The question included a link to a Google Maps street view of one Montrose-area dot. Another poster said he'd heard the artist painted the orbs while nude, a story that piqued our interest.
Art Attack has seen those red dots before, too. But for some reason they'd never really stood out in all the other weirdness that makes up the Montrose. But having never heard of the Red Dot Boys before that Hands Up post, we decided to do a little research and get to the bottom (pun intended) of the question.
The project is the brain child of former Houstonians Robert Ramos and Rick Carpenter, both artists. Several years ago, the two volunteered to help Rick's brother Randy with work on a farm Randy owned in Auburn, Kansas.
"I'm a painter," said Rick Carpenter. "Robert does multimedia and is a well-rounded artist. We didn't know each other well, but he came on the trip with me."

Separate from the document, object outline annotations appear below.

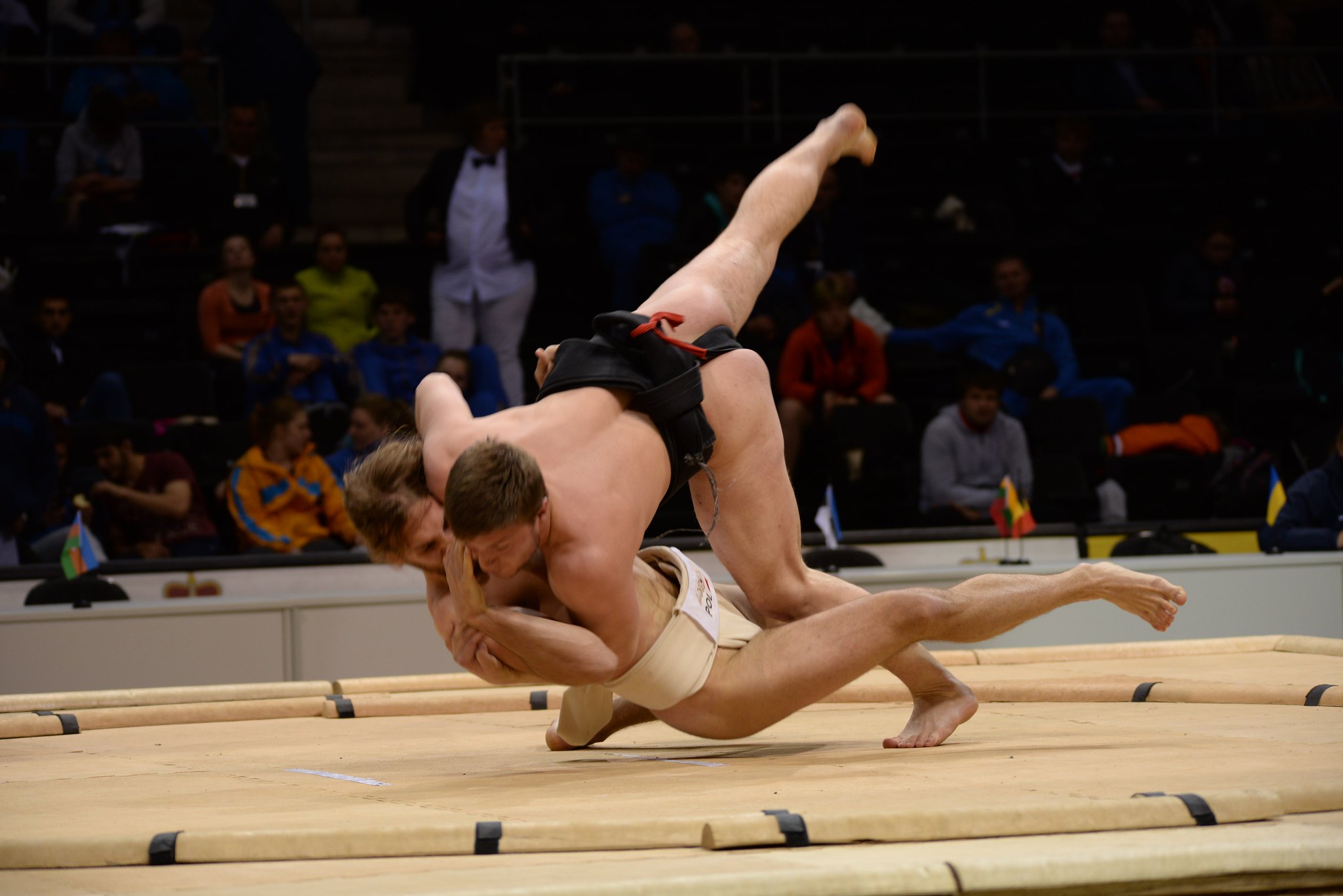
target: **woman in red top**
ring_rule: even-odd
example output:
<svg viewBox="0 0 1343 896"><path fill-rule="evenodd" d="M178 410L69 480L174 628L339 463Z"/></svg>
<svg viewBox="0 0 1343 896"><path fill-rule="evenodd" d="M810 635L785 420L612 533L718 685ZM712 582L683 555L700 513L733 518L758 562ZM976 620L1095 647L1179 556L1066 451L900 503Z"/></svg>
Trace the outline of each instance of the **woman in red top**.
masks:
<svg viewBox="0 0 1343 896"><path fill-rule="evenodd" d="M200 290L196 304L200 347L208 357L240 364L243 347L275 325L270 286L252 279L257 257L246 236L230 236L219 254L224 275Z"/></svg>
<svg viewBox="0 0 1343 896"><path fill-rule="evenodd" d="M815 313L792 330L779 361L783 457L792 473L808 426L830 419L838 404L893 402L886 394L886 355L870 326L849 313L853 279L826 274L811 292Z"/></svg>

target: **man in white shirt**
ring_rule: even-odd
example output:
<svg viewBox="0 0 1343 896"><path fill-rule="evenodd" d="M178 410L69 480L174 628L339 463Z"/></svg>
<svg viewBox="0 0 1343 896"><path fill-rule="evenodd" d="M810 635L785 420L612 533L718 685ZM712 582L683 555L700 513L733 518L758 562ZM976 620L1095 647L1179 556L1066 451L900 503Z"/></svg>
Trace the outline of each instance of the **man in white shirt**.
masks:
<svg viewBox="0 0 1343 896"><path fill-rule="evenodd" d="M501 110L466 111L467 145L441 152L406 197L412 242L441 247L430 285L442 349L481 343L498 357L510 404L522 402L518 343L536 297L530 228Z"/></svg>

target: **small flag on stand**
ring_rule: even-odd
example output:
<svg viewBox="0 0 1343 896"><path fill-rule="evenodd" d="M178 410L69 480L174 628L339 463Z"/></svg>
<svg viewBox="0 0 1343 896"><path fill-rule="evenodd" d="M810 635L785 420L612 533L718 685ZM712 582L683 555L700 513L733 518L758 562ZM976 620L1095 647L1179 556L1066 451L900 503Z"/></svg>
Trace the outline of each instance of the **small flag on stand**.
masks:
<svg viewBox="0 0 1343 896"><path fill-rule="evenodd" d="M988 508L988 516L998 525L998 532L1005 539L1019 539L1030 535L1035 528L1035 517L1030 514L1030 504L1022 501L1017 494L1017 486L1011 484L1011 477L1005 476L998 484L998 498Z"/></svg>
<svg viewBox="0 0 1343 896"><path fill-rule="evenodd" d="M1269 525L1277 523L1277 514L1287 504L1287 489L1283 488L1283 480L1277 478L1277 467L1268 467L1268 513L1264 519L1268 520Z"/></svg>
<svg viewBox="0 0 1343 896"><path fill-rule="evenodd" d="M67 579L78 579L85 572L98 568L98 555L93 552L93 541L83 525L83 513L75 512L75 521L66 535L66 545L60 548L60 568Z"/></svg>

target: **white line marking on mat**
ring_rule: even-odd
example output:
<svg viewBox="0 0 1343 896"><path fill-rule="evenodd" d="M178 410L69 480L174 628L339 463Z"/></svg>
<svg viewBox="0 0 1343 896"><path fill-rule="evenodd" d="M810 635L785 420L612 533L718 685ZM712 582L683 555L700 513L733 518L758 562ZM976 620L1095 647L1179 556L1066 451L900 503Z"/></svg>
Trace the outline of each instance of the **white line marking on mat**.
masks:
<svg viewBox="0 0 1343 896"><path fill-rule="evenodd" d="M334 778L336 780L353 780L356 785L368 785L369 787L391 787L385 780L351 778L349 775L337 775L334 771L313 771L312 768L286 768L285 771L297 771L301 775L317 775L318 778Z"/></svg>
<svg viewBox="0 0 1343 896"><path fill-rule="evenodd" d="M724 768L725 762L696 762L693 759L663 759L662 756L638 756L633 752L611 752L608 756L622 756L624 759L642 759L643 762L674 762L678 766L705 766L706 768Z"/></svg>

After about a week in the country, the duo was art-starved. During a beer run to the nearest town, they devised a plan to surprise Rick's brother.
"We were bored one afternoon so we said what could we do?" Ramos said. "We wanted to give his brother some visual art."
"In Kansas, a lot of the barns had advertisements painted on them," Carpenter said.
Randy had given Rick Carpenter a 53" steel hoop that had once been the frame for a surrey wheel. Carpenter, being a lover of round shapes, decided to use the hoop as a guide to paint a giant dot on his brother's barn.
"The only question was what color should it be," Ramos said. "Rick's brother's dog's name was Red, so that was pretty easy. We went to a Benjamin Moore store and found the brightest red we could find -- Carnival Red."
Back at the ranch, the men sent Carpenter's brother off on an errand, and proceeded to paint the very first of what would later become more than 100 red dots. When his brother got home, he loved the piece, and so it stayed.
"Nobody was supposed to see it," Carpenter said. "My dad got out the power washer -- he wanted to wash it off but my brother said no."
Pretty soon, "the whole town was talking about this red dot," Carpenter said. "A lot of people surrounded us, so we started painting a couple more and the reception was the same everywhere."